<吉祥寺残日録>トイレの歳時記🌻七十二候「蚕起食桑(かいこおきてくわをはむ)」に日本の伝統産業「養蚕」を学ぶ #210521

もう1週間ほど梅雨のような天気が続いているが、関東地方にはまだ梅雨入りの発表はない。

九州の方では、5月としては歴史的な豪雨が降っているらしい。

昨日の朝には、久しぶりにかなり濃い霧が立ち込め、カーテンを開けた妻が歓声をあげながら寝ていた私を起こした。

仕事があると、日々の天気も気になるものだが、ずっと家にいる御身分の私は「へえ〜」と一応相槌を打って、ベランダから写真を撮ったが、すぐにまたベッドに舞い戻った。

コロナを言い訳にしながら、すっかりぐーたら生活が身についてしまったようだ。

さて暦は今日から二十四節気の「小満」となる。

「小満」とは、「陽気が高まり、万物がほぼ満ち足りてくる」頃という意味で、要するに気温も上がり植物の葉も一通り繁って緑ムンムンの季節になったということだと理解した。

そして「小満」の初候は、「蚕起食桑(かいこおきてくわをはむ)」という。

「カイコが成長してクワの葉を食べ始める頃」という意味だそうだが、蚕も桑もテレビでは何度も見てはいるが、実際に自分の目で見たことはない。

そこで、ちょっと調べてみると、意外な事実がわかったのだ。

蚕は「カイコガ」という蛾の幼虫なのだが、もはや自然界には存在しない虫なのだそうだ。

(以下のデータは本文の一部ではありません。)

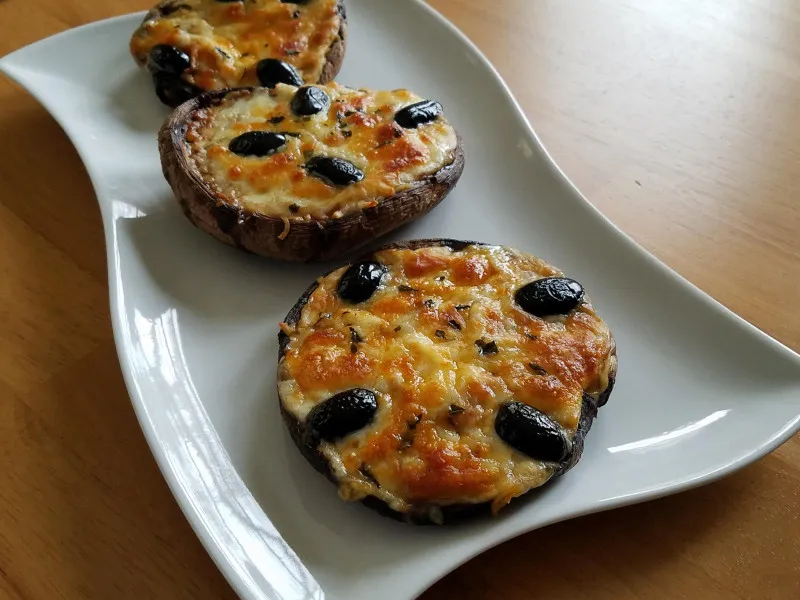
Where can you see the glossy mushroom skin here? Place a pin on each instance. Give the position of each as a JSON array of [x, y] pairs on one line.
[[452, 513], [334, 57], [306, 241]]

カイコは家蚕(かさん)とも呼ばれる家畜化された昆虫で、野生動物としては生息しない。また野生回帰能力を完全に失った唯一の家畜化動物として知られ、餌がなくなっても自ら探したり逃げ出したりすることがなく、人間による管理なしでは生きることができない。カイコを野外のクワにとまらせても、餌のクワの葉を探さずに餓死したり、体色が目立つ白であるためにすぐに捕食されたり、腹脚の把握力が弱いため自力で付着し続けることができず、風で容易に落下したりして死んでしまう。成虫も翅はあるが、体が大きいことや飛翔に必要な筋肉が退化していることなどにより、羽ばたくことはできるが飛ぶことはほぼできない。

出典:ウィキペディア

要するに、蚕は人間と一緒でなければ生存できない家畜のような虫なのだそうだ。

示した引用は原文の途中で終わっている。